As the IPL finishes in a blaze of spandex glory tonight, New Zealand cricket will be able to reflect on a tournament that could not have been scripted worse had Suzy the Waitress turned up at Bangalore's team hotel.
The fact is that these were New Zealand's best players in South Africa. To have any hope of winning the world championships, or even progressing to the semifinals, it is the core of senior players and Jesse Ryder that are going to do the damage.
Casting an eye over their IPL form makes for some melancholic reading.
Daniel Vettori was purring along adequately before Delhi decided to stack their line-up with overseas batsmen - David Warner, Tillakaratne Dilshan, AB de Villiers - meaning Vettori was going up against the bowler of the tournament, left arm quick Dirk Nannes, for the one remaining overseas slot.
Jacob Oram has played okay in patches but has yet to put together a good allround performance.
Scott Styris played the first two games, bowled fairly well, but has ridden the pine since. Kyle Mills went two better than Styris, failing to appear in a single match for the Mumbai Indians.
Brendon McCullum was the only New Zealander to play every match and, to Andy Moles' enormous relief no doubt, started showing signs of life towards the end of Kolkata's miserable tournament.
But perhaps the saddest tale was at Bangalore Royal Challengers, where Ross Taylor, for whom Twenty20 could have been invented, found himself squeezed out by South Africans. Jacques Kallis and even Mark Boucher you could understand, but Roelof van der Merwe?
The pity of it is that Taylor's form lately demonstrated that he was primed for a big tournament.
To cap it all off, to everybody's great sorrow, and not a little frustration, Ryder fell off the wagon after 100 hard-fought days of sobriety.
So why, when the shoulders upon which New Zealand's campaign will live and die will arrive in England largely slumped, is there optimism?
Because the shorter the format, the more even the competition.

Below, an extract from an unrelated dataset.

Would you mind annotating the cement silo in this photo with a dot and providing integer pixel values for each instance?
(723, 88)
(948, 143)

Because McCullum, undoubtedly New Zealand's key player, rediscovered his form after weeks of futility. Because Dan Vettori will give you four overs of quality spin. And because Ross Taylor can bat with a strike rate of 200 when the muse strikes.
The wildcard will be Mills. Initially happy to sit out the first few games to fully recover from a nagging knee injury, Mills will have been going stir crazy over the past few weeks.

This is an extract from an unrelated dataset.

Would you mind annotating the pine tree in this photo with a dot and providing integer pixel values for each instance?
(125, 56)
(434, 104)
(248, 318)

Moles has told all and sundry that he is unfazed about Mills' lack of game time but in the recesses of his mind he will be wondering what he is going to get from his premier seam bowler. Practice, and practice games, can only do so much. New Zealand will prepare and plan well but the one genuine edge they might have over every team other than South Africa and, possibly, Australia, is fielding, an absolutely crucial component of T20.
But, for all the faith Moles seems to have in his players, you would find it hard to argue against the 10/1 odds being offered by most UK betting agencies on the Kiwis winning.